A24が放つ異色のヒューマンドラマ『終わりの鳥』(4月4日公開)。このたび、本作の本編映像が初解禁となった。
地球を周回して生きものの“終わり”を告げる鳥“デス”と、その鳥と寄り添う病を抱える少女。かたや少女の母親は一心不乱に鳥と闘おうとする。世にも奇妙なデスと対峙することによって、母娘2人は間もなく訪れるであろう別れを次第に受け止めてゆく。そのプロセスが風変わりな表現、アイス・キューブの名曲「It Was a Good Day」に乗せて描かれる。
次世代を牽引する新たな才能を発掘してきたA24のもと、長編監督デビューを飾ったのはクロアチア出身のダイナ・O・プスィッチ。タバコをくゆらせ、ラップのリズムを刻むチャーミングなキャラクター、デスを造形する一方で、死という観念を奇想天外に視覚化し、その苦悩にも触れるなど奥行きのあるストーリーを仕立ててみせた。繊細でウィットに富んだ少女チューズデー役には、『恋人はアンバー』(20)のローラ・ペティクルー。エミー賞常連の人気テレビシリーズ「VEEP/ヴィープ」で知られるコメディエンヌのジュリア・ルイス=ドレイファスが、シリアスとコミカルを横断する絶妙なバランスで母親ゾラを演じる。
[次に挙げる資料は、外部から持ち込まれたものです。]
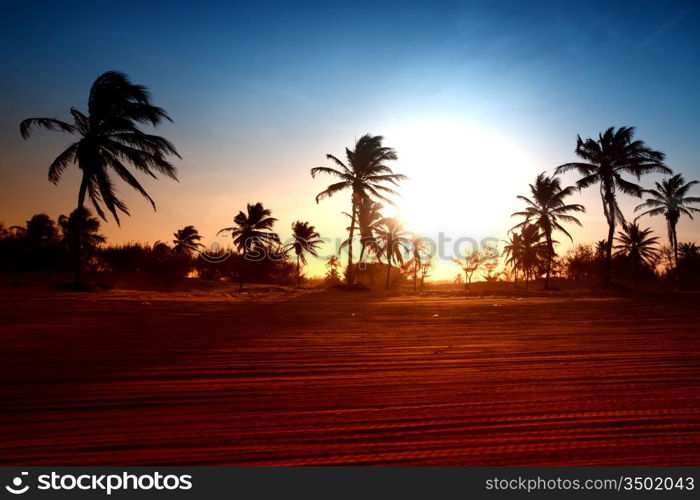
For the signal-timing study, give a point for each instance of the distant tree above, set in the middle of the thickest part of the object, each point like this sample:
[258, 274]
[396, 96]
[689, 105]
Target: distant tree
[108, 140]
[476, 261]
[547, 210]
[252, 234]
[306, 240]
[395, 241]
[365, 174]
[669, 199]
[638, 246]
[187, 240]
[606, 160]
[81, 228]
[332, 266]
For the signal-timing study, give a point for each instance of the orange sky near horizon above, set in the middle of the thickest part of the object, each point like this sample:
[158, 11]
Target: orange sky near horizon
[463, 183]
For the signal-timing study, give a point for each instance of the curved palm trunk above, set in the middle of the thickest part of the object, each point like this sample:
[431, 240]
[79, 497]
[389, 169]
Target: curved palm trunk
[609, 205]
[388, 273]
[550, 257]
[298, 273]
[76, 237]
[351, 231]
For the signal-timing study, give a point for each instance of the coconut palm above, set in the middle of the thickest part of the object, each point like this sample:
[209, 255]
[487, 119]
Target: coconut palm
[606, 160]
[395, 240]
[108, 141]
[420, 249]
[669, 199]
[369, 217]
[306, 240]
[365, 174]
[638, 246]
[187, 240]
[547, 209]
[252, 233]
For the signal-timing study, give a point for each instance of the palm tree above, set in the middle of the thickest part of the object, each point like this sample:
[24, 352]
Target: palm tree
[613, 154]
[394, 239]
[547, 210]
[187, 240]
[420, 248]
[332, 264]
[82, 228]
[637, 245]
[369, 217]
[365, 174]
[109, 140]
[306, 240]
[252, 233]
[669, 199]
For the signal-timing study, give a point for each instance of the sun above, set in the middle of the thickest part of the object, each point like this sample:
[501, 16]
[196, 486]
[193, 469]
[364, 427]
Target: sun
[463, 182]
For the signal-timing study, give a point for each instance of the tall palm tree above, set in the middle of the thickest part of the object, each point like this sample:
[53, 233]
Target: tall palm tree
[365, 174]
[306, 240]
[547, 209]
[638, 246]
[669, 199]
[606, 160]
[252, 233]
[108, 141]
[187, 240]
[369, 217]
[395, 241]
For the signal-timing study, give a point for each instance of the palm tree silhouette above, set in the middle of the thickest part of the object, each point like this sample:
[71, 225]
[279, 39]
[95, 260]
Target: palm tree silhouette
[187, 240]
[81, 227]
[369, 218]
[108, 140]
[613, 154]
[365, 174]
[306, 240]
[419, 249]
[669, 199]
[395, 241]
[252, 233]
[546, 210]
[638, 246]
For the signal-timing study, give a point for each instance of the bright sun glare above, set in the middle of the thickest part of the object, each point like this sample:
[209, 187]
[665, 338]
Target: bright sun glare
[463, 182]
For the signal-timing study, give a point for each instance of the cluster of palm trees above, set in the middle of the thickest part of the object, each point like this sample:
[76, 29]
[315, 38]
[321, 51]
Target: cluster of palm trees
[608, 161]
[370, 181]
[109, 139]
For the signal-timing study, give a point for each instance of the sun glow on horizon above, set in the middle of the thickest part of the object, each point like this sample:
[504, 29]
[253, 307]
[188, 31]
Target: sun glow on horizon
[462, 183]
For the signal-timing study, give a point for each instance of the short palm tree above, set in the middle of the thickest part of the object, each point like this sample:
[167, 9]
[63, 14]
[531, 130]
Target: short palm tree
[365, 174]
[547, 210]
[638, 246]
[669, 199]
[420, 249]
[369, 217]
[252, 233]
[306, 240]
[395, 241]
[606, 160]
[82, 228]
[187, 240]
[108, 141]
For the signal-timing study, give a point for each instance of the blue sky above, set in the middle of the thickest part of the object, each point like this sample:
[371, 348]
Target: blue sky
[260, 92]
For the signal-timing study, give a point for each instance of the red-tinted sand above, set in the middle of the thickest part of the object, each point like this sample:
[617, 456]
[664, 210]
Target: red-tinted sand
[346, 378]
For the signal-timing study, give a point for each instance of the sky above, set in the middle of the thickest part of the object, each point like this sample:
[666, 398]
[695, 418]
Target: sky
[476, 97]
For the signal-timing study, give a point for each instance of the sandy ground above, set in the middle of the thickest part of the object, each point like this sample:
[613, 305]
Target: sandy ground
[347, 378]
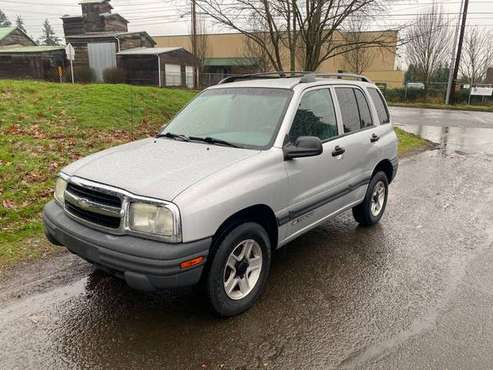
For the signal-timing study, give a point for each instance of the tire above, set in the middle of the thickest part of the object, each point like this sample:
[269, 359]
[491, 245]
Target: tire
[363, 213]
[247, 236]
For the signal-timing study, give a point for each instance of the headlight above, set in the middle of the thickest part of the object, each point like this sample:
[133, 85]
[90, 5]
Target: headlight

今回、解禁されたのは、喋って歌って変幻自在な一羽の鳥<デス>が人々に“死”を告げる瞬間を捉えた本編映像。<デス>には、死を迎える者たちの声が常に響いており、その声に導かれるように“現場”にやって来る。年老いた女性は、突如現れた<デス>に怯むことなく、唾を吐きつけ威嚇。しかし、彼が羽を広げ、ゆっくりと振りかざすと、そっと息を引き取る。次のシーンでは、死にたくないと息も絶え絶えの男性の声にも耳を傾けることなく、羽を振りかざす<デス>の姿が映しだされていく。
メガホンをとったプスィッチ監督は「生と死は明るさと暗さと同じで、どちらか一方がなければもう一方が存在することができない関係。限りのあることによって、生命には価値が与えられています。人生で一度きりの特別な瞬間は、憂鬱で悲劇的だけれど、同時に、美しさ、力強さ、価値を与えてくれるものなのです」と本作に込めた想いを明かしている。
“死”という観念を奇想天外に視覚化した本作。人々の苦悩にも触れる奥行きのあるストーリーに期待が高まる。